To do so, the specialist remains with the child for the duration of the visit, employing demonstration, distraction and role playing techniques as necessary. Additionally, if the patient undergoes surgery, the specialist will stay with the child as he or she calmly falls asleep and is by the patient’s side when he or she wakes up. The specialist also coordinates logistical details so the child is in the same room during post-op. The specialist is at the patient’s side throughout the entirety of the visit, providing continuity in surroundings and smooth transitions between care.
These tactics are intentional efforts to mend holes in the care delivery process. “Prior to beginning this program, we operated on a ‘catch as catch can’ basis,” Daum says. “But we moved to an entirely different model where planning is central to everything we do.” And families are benefitting. Before enrolling children in the program, parents were just as fearful as their kids, saying they “cringed with dread and fear” at the idea of visits and tests. “But STAR is an amazing program that has completely changed that,” says a parent involved with the program. “My only hope is that more people learn about it and take advantage of it.”
Physicians are finding gains in efficiencies in service and improved patient-provider experience, and the enhanced care delivery is personally fulfilling. “The doctors have seen success, which has been gratifying,” Almeida says. “But helping the kids better cope has been truly rewarding.” Similarly, Daum says the creation of an enhanced sense of family with less emotional trauma is the most worthwhile outcome of the program. He loves having the opportunity to show families that physicians at the hospital really love these children, care about them personally, and recognize how difficult their lives are. “It’s a win-win,” he says.

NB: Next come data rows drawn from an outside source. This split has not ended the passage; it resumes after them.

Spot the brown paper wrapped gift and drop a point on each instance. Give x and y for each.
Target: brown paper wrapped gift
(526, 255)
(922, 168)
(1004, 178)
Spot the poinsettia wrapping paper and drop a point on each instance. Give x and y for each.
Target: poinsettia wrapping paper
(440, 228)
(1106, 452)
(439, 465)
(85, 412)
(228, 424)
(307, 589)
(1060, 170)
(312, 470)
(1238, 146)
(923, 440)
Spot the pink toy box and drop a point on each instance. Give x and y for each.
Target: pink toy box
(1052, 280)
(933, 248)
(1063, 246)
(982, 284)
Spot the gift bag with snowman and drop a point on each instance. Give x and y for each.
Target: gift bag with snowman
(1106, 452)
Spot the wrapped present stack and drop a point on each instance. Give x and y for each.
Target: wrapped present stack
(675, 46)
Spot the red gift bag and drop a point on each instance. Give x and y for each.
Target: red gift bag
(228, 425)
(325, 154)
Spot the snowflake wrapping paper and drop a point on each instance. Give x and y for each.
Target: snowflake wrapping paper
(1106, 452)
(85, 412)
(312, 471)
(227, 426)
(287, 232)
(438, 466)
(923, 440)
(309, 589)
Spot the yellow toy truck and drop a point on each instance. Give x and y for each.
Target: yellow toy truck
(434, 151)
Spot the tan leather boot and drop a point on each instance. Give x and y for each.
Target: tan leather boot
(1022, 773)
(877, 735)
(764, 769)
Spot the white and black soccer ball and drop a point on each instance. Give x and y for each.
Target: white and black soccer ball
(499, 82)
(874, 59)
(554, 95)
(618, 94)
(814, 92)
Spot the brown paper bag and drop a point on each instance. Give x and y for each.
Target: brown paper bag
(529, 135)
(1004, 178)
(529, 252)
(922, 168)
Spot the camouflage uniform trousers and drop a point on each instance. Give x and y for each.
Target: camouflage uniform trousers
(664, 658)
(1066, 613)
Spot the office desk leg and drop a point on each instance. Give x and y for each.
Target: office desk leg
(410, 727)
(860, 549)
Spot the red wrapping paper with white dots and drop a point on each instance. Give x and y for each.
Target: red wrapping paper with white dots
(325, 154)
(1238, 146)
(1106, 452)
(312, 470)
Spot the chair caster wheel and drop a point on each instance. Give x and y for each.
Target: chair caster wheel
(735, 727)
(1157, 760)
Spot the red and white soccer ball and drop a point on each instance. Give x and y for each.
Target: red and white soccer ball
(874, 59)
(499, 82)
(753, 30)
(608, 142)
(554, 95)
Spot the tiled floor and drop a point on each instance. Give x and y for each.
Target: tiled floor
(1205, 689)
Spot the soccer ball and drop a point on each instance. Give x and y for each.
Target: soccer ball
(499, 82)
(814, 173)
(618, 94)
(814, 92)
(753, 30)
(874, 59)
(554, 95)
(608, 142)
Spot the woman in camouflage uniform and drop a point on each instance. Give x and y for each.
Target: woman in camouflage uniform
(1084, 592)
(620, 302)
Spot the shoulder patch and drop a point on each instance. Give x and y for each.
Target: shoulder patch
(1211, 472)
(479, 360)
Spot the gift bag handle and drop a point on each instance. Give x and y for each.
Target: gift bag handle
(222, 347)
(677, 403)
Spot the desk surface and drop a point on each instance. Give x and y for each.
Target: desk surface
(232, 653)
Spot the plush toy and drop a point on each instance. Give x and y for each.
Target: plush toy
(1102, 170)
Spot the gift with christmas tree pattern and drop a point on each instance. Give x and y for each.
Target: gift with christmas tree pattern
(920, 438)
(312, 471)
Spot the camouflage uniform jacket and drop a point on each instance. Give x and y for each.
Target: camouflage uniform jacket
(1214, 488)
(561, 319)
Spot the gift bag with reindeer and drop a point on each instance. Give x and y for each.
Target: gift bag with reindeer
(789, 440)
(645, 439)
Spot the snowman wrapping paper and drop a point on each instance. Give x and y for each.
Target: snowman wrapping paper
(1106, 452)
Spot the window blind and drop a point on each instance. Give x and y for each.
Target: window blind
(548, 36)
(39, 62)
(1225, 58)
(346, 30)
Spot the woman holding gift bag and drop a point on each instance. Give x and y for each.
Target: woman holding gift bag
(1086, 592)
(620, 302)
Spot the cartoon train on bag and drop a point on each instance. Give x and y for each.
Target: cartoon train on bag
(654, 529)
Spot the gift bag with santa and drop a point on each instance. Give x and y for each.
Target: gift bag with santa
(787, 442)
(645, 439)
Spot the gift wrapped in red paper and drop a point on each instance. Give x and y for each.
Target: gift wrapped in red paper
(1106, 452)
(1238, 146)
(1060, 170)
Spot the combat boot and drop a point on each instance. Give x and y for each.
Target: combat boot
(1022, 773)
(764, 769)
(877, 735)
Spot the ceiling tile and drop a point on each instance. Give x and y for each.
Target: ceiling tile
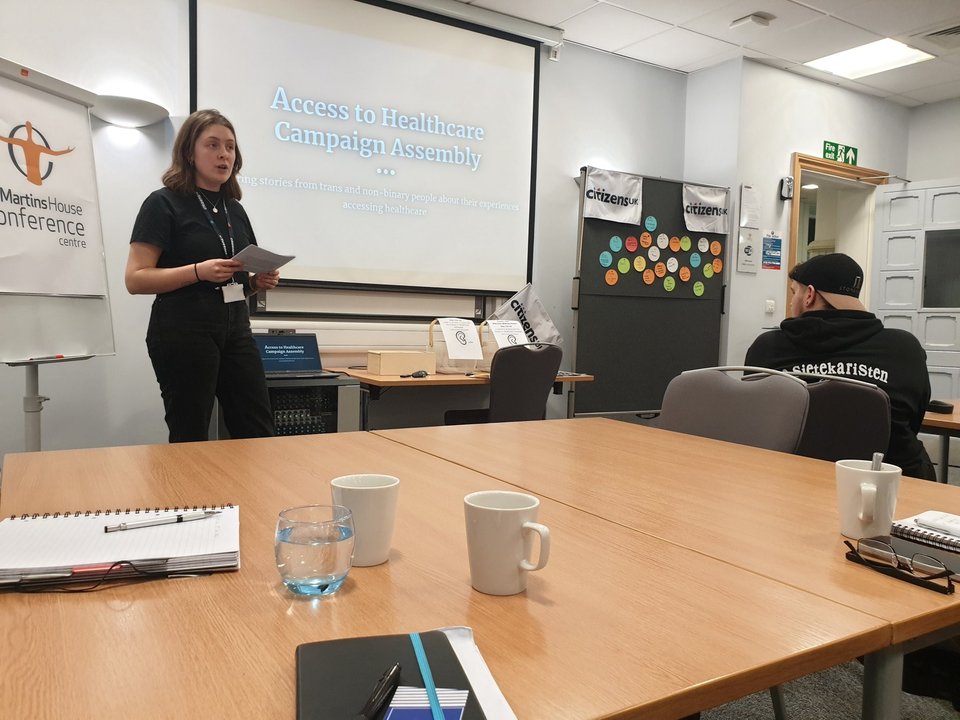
(717, 23)
(675, 48)
(813, 40)
(545, 12)
(609, 28)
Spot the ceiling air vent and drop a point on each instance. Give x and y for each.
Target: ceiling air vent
(948, 38)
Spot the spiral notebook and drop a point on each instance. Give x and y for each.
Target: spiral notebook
(909, 529)
(62, 548)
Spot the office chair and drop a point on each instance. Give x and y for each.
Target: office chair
(766, 409)
(520, 380)
(847, 419)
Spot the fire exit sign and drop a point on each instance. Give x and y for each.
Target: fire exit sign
(839, 152)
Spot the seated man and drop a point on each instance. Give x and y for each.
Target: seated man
(831, 333)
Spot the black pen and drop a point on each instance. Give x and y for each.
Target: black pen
(382, 692)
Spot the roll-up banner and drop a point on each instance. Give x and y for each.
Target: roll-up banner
(50, 236)
(705, 209)
(611, 195)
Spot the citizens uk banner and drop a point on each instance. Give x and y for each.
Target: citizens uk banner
(705, 209)
(612, 195)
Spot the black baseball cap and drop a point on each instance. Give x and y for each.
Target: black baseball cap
(838, 277)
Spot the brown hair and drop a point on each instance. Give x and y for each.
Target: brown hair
(180, 176)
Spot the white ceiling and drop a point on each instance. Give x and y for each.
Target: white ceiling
(688, 35)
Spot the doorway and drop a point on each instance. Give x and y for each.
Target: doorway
(833, 211)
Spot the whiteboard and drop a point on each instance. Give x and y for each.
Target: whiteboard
(53, 278)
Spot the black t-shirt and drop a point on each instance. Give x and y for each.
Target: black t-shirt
(176, 223)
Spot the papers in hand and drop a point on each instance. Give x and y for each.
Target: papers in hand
(256, 259)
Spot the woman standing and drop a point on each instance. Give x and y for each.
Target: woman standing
(199, 337)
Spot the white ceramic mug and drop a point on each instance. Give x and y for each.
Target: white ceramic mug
(500, 530)
(866, 499)
(373, 501)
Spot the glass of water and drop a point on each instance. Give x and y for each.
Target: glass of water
(314, 548)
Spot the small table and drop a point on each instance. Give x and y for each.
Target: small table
(946, 426)
(372, 385)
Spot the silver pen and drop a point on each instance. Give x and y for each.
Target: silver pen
(181, 517)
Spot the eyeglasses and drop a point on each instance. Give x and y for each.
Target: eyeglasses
(923, 570)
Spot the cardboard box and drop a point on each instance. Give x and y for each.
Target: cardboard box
(400, 362)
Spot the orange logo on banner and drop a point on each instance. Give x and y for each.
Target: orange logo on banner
(32, 150)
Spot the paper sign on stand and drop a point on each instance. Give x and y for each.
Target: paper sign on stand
(507, 332)
(461, 338)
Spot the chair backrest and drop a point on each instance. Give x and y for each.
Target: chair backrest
(520, 380)
(847, 420)
(766, 410)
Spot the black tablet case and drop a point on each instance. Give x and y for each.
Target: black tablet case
(335, 677)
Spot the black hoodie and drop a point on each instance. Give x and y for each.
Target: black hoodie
(855, 344)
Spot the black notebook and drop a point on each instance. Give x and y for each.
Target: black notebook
(335, 678)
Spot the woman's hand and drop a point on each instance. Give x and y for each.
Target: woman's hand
(218, 270)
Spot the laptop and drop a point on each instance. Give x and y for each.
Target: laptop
(291, 356)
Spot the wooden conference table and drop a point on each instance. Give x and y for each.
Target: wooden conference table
(372, 385)
(769, 513)
(619, 624)
(946, 426)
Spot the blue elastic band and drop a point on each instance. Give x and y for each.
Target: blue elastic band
(427, 676)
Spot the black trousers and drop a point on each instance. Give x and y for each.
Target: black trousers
(201, 348)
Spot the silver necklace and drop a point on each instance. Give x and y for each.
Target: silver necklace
(212, 205)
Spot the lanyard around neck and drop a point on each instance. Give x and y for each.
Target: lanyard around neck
(226, 215)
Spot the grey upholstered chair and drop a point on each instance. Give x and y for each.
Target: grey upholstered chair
(520, 380)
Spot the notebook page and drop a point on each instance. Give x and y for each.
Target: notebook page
(71, 541)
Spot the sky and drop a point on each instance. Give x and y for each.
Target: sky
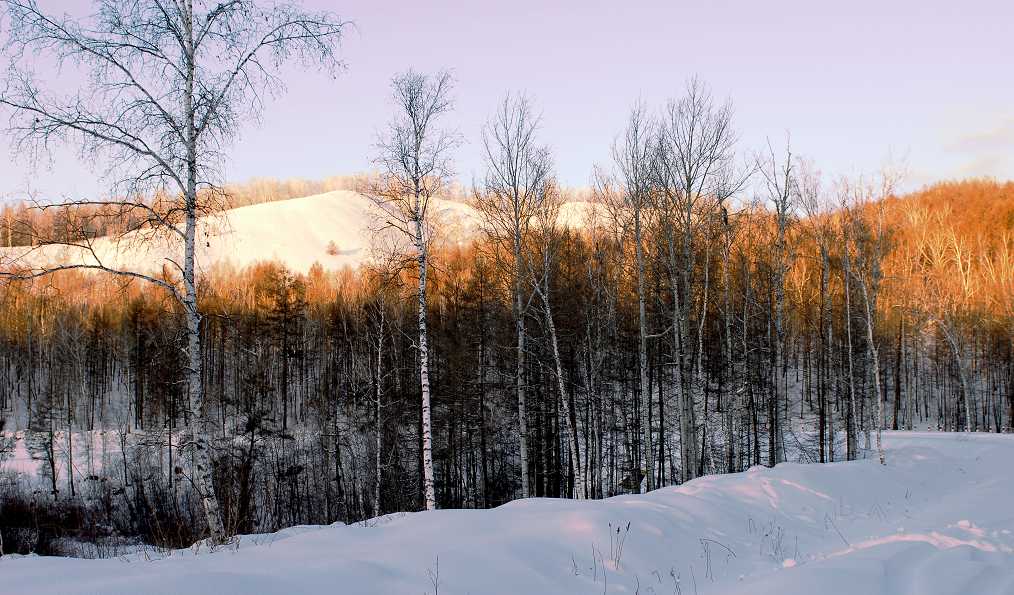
(856, 85)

Knowing so many groups would benefit—patients, families and staff members—it was important to Daum to educate as many colleagues and participants about the STAR program as possible. Upon implementation, Daum attended pediatric division chief meetings and explained the program’s importance. Using direct and written communication, social media, email, networking events and community visits, Daum spread the word, garnered participation and generated excitement about the new program. Thanks to increased publicity and intrinsic benefits of the program, membership among families and colleague buy-in is growing.
At its core, the STAR program is fairly simple. There is nothing revolutionary about asking a patient about his or her preferences. But these little details are sometimes overlooked, and they can be the tipping point between success and failure. Hospitals like Winthrop are taking the time to get it right.